The topic for today is a paper by members of the Stanford Visualization Group on interviews with data analysts, entitled “Enterprise Data Analysis and Visualization: An Interview Study”. This is clearly relevant to us here at ScraperWiki, and thankfully their analysis fits in with the things we are trying to achieve.
The study is compiled from interviews with 35 data analysts across a range of business sectors including finance, health care, social networking, marketing and retail. The respondents are harvested via personal contacts and predominantly from Northern California; as such it is not a random sample, we should consider results to be qualitatively indicative rather than quantitatively accurate.
The study identifies three classes of analyst whom they refer to as Hackers, Scripters and Application Users. The Hacker role was defined as those chaining together different analysis tools to reach a final data analysis. Scripters, on the other hand, conducted most of their analysis in one package such as R or Matlab and were less likely to scrape raw data sources. Scripters tended to carry out more sophisticated analysis than Hackers, with analysis and visualisation all in the single software package. Finally, Application Users worked largely in Excel with data supplied to them by IT departments. I suspect a wider survey would show a predominance of Application Users and a relatively smaller relative population of Hackers.
The authors divide the process of data analysis into 5 broad phases Discovery – Wrangle – Profile – Model – Report. These phases are generally self explanatory – wrangling is the process of parsing data into a format suitable for further analysis and profiling is the process of checking the data quality and establishing fully the nature of the data.
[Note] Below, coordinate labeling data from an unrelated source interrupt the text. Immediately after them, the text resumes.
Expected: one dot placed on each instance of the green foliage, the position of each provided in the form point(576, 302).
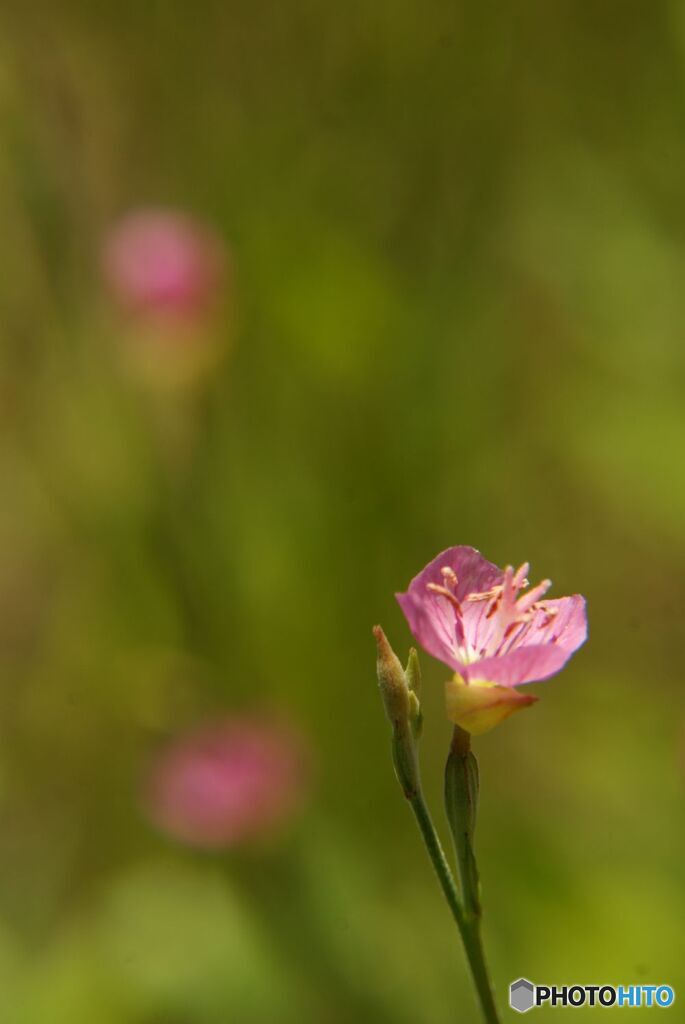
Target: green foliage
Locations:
point(456, 317)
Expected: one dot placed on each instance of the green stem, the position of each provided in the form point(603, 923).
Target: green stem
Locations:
point(468, 925)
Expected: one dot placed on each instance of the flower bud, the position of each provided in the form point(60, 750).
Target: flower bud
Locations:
point(391, 680)
point(401, 707)
point(461, 802)
point(413, 674)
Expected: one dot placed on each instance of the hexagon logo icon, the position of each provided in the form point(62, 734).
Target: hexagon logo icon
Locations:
point(521, 995)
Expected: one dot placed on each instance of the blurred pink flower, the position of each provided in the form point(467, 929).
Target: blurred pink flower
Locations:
point(226, 782)
point(476, 619)
point(163, 263)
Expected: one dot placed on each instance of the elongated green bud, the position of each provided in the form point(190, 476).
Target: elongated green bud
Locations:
point(413, 674)
point(461, 802)
point(401, 707)
point(391, 680)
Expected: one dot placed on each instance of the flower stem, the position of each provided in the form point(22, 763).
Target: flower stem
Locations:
point(468, 925)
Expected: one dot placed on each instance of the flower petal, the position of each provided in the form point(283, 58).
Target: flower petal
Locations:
point(544, 650)
point(479, 707)
point(431, 617)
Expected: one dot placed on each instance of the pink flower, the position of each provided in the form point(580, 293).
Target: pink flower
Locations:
point(160, 262)
point(494, 632)
point(226, 782)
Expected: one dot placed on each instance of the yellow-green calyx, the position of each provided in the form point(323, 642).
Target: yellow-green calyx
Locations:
point(479, 706)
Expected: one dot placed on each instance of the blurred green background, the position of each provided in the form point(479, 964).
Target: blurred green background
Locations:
point(457, 315)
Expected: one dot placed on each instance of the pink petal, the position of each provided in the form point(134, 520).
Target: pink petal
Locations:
point(430, 616)
point(545, 649)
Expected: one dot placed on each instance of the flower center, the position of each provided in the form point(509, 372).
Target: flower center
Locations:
point(489, 623)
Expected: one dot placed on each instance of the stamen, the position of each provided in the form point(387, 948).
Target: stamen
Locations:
point(443, 592)
point(520, 577)
point(485, 595)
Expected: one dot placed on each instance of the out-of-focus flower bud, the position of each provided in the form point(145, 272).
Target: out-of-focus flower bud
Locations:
point(168, 275)
point(164, 265)
point(226, 782)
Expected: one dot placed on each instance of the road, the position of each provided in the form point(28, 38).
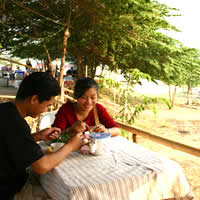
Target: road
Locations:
point(8, 91)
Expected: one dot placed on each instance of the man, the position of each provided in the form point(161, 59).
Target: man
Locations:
point(18, 147)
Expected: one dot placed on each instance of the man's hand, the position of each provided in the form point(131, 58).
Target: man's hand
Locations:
point(47, 134)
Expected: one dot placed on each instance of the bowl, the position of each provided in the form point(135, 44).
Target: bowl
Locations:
point(56, 145)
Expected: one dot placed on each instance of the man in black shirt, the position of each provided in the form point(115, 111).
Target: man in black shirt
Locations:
point(18, 147)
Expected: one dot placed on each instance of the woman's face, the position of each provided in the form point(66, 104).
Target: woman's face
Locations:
point(88, 100)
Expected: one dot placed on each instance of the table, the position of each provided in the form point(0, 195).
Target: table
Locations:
point(138, 174)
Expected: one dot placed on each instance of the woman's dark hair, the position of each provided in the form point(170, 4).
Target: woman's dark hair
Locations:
point(38, 83)
point(82, 85)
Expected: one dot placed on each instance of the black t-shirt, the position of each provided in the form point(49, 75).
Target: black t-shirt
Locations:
point(18, 150)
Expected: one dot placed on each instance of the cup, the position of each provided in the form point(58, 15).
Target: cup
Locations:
point(56, 145)
point(98, 145)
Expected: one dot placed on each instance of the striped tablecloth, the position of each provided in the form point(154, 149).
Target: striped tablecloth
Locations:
point(138, 174)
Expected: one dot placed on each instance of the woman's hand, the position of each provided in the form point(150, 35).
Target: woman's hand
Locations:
point(47, 134)
point(76, 141)
point(78, 127)
point(99, 129)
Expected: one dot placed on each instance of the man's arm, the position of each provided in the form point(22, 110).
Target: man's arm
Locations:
point(51, 160)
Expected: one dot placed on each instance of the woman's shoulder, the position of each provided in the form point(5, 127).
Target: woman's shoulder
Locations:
point(100, 107)
point(67, 105)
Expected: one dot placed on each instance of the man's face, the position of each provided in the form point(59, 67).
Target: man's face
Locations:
point(37, 108)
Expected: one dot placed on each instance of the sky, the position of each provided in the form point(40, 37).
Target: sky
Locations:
point(188, 23)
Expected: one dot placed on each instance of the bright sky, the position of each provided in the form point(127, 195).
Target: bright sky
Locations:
point(188, 23)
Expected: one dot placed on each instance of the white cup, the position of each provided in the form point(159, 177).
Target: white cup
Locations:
point(57, 145)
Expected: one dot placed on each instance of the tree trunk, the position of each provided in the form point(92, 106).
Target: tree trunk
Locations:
point(170, 98)
point(49, 58)
point(173, 98)
point(66, 36)
point(188, 95)
point(101, 74)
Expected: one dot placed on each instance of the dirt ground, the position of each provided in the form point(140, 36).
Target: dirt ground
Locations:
point(182, 125)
This is all summarised in the figure below, each column represents an individual so we can see in this sample that Hackers predominate.
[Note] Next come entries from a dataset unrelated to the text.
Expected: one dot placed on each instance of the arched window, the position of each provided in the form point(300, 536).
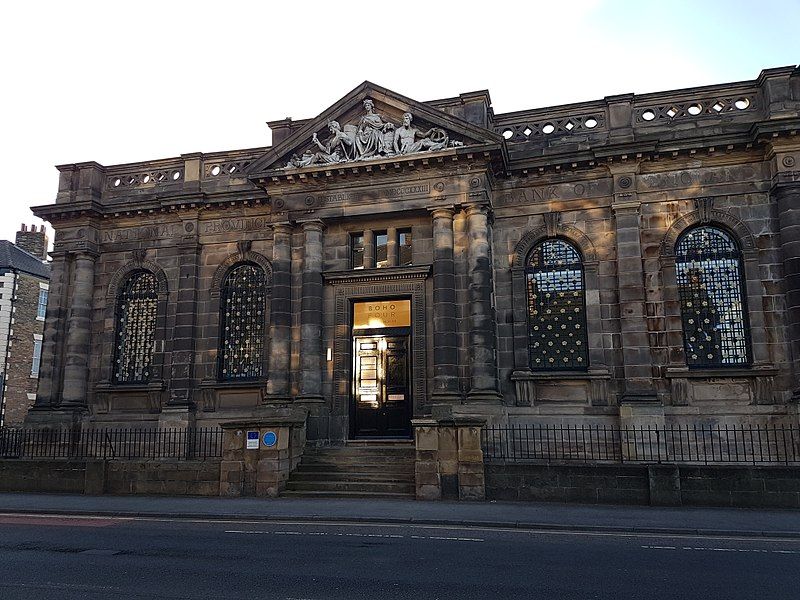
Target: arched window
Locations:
point(556, 307)
point(137, 307)
point(242, 323)
point(710, 276)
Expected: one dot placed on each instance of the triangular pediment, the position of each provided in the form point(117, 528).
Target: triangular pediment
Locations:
point(352, 132)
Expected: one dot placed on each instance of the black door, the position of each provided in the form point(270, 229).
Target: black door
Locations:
point(381, 386)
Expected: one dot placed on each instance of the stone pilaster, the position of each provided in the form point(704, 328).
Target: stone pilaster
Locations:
point(281, 313)
point(637, 358)
point(483, 362)
point(78, 342)
point(311, 313)
point(445, 337)
point(54, 333)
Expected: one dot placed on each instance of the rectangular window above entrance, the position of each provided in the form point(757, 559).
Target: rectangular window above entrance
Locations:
point(381, 249)
point(357, 250)
point(404, 247)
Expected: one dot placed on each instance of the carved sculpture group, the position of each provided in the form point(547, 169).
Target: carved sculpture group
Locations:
point(372, 138)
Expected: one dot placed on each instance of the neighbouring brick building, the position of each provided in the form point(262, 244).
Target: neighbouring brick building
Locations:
point(24, 277)
point(630, 260)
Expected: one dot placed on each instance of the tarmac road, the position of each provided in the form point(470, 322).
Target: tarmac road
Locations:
point(46, 557)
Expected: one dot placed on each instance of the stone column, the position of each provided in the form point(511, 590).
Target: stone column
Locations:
point(391, 246)
point(445, 338)
point(483, 364)
point(638, 363)
point(369, 249)
point(787, 198)
point(79, 333)
point(281, 313)
point(311, 313)
point(182, 380)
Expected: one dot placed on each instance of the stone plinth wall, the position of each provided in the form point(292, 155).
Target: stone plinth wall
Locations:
point(174, 478)
point(264, 470)
point(657, 485)
point(48, 476)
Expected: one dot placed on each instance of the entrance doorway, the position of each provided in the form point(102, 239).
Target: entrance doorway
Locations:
point(381, 402)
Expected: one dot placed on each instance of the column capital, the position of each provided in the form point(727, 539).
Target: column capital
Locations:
point(442, 212)
point(88, 254)
point(312, 225)
point(625, 203)
point(282, 227)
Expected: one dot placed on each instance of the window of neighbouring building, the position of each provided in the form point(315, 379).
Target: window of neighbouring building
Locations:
point(710, 276)
point(41, 308)
point(404, 247)
point(37, 356)
point(243, 323)
point(381, 249)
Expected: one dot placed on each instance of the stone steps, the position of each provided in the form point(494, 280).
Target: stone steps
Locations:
point(378, 469)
At the bottom of the table are identified the tools used, divided into database, scripting and modeling types. Looking across the tools in use SQL is key in databases, Java and Python in scripting, R and Excel in modeling. It’s interesting to note here that even the Hackers make quite heavy use of Excel.
The paper goes on to discuss the organizational and collaborative structures in which data analysts work, frequently an IT department is responsible for internal data sources and the productionising of analysis workflows.
Its interesting to highlight the pain points identified by interviewees and interviewers:
- scripts and intermediate data not shared;
- discovery and wrangling are time consuming and tedious processes;
- workflows not reusable;
- ingesting semi-structured data such as log files is challenging.
Why does this happen? Typically the wrangling scraping phase of the operation is ad hoc, the scripts used are short, practioners don’t see this as their core expertise and they’ll typically draw from a limited number of data sources meaning there is little scope to build generic tools. Revision control tends not to be used, even for the scripting tools where it is relatively straightforward perhaps because practioners have not been introduced to revision control or simply see the code they write as too insignificant to bother with revision control.
ScraperWiki has its roots in data journalism, open source software and community action but the tools we build are broadly applicable, as one of the respondents to the survey said:
“An analyst at a large hedge fund noted their organization’s ability to make use of publicly available but poorly-structured data was their primary advantage over competitors.”